ただ、僕の右目はもう二度とアイカを見ることもできなくなった」
早口で淡々と、ユウが告げた。
「え……」
「片目でもたぶんこれからもずっと負けることは無いし、隻眼のチャンピオンなんて漫画の伝説の男みたいでかっこいいけど、危険過ぎるから認めないって、医者にも協会にも言われたよ。
会長は号泣してたな」
「え……」
「あたしも試合の動画観たんですけど、あれ絶対わざとですよ。
なんか反則みたいな感じで完全に目を狙ってきてたようにしか見えなかったもん。
でもその後、相手が倒れるまでほんの二秒で、ドクターストップかかったのは相手の方で、そのまま試合終了になったんですよ。
あの人、あの後大丈夫だったんですかね、
医療従事者からすると相当危険な感じに見えたんですけど」
どうしても興奮を抑え切れなかった看護師が、話に割り込み経緯を説明しながらいつの間にか自分の感想を伝え始め、背後の医者に背中をこづかれて慌てて離れた。
「反則だろうとダメージを受けたのはこっちの油断なんだからそんなのはどうでもいいんです。

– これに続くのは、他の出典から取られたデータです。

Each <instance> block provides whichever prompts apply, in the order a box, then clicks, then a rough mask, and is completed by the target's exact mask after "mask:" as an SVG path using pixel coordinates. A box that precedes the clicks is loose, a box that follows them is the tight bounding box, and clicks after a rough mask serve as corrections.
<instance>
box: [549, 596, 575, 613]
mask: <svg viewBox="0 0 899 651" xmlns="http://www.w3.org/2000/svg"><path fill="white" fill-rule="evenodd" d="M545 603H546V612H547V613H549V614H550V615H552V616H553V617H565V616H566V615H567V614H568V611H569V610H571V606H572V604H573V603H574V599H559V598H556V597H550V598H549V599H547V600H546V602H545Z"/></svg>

そもそもはルール無用でとにかく何をしようが戦って勝った者が正義、というのが格闘なんですから」
律儀に振り返って答えているユウの横顔を、アイカは麻酔とは別の要因から再び朦朧としてきた意識の中で見詰めていた。
受け入れるしか無い。
目を覚ました時に、その目に映る現実を。
自分にはどうにもできない、どうにもできなかった、全ての事実を。
だけど、それは自分のことだけだと思っていた。
ユウの身に何か起こるなんて、考えたことも無かった。
勝った、って、一体何に?
ユウは、ユウの体の一部を失ってまで、何に勝ったの?
それは勝ったことになるの?
もう二度と戦えなくなったら、これからはずっと勝つことなんてできなくなるのに。
格闘馬鹿が戦いを奪われて、一体何が残るっていうの?
呆然と天井を見詰めるアイカの瞳から、一筋の涙が伝い落ちた。
が、それをそっと指先で拭いながら、
「格闘馬鹿が戦いを奪われて一体何が残るんだ、とか思ってるんだろ」
ユウが小さく笑って言った。
目を閉じ無言で頷くアイカの頭を優しく撫でたユウは、
「別にリングの上だけが戦いの場じゃないし、格闘だけが僕の全てじゃないだろ?
今までずっと格闘一本で生きてきたのならなおさら、本当はできるのにやったことの無い、自分もまだ知らない新しい才能だっていくらでもあるはずだよ。
だから、これからは一緒にそれを探そう」
と、いつもと変わらぬ真っ直ぐな左目でアイカを見詰め、
「僕は何にも絶対に負けないよ、自分の人生にもね」
そう続けて微笑んだ。
再び伝い落ちる涙もそのままに、アイカはしばらく黙って目を閉じていた。
が、
「……いつもいつも、いちいちかっこつけすぎなんだよ、恥ずかしいな、馬鹿」
ふいに起き上がって思い切りユウに抱きついた。
諸々の医療器具が体から外れ、医者と看護師たちが大慌てで駆け寄ってきたが、アイカを抱き返す元チャンピオンの力強い腕は彼らの手では引き剥がすことができず、やがてさすがに変調をきたし始めたアイカに気付いたユウがその腕を離すまで、苛つきながら見守っていた。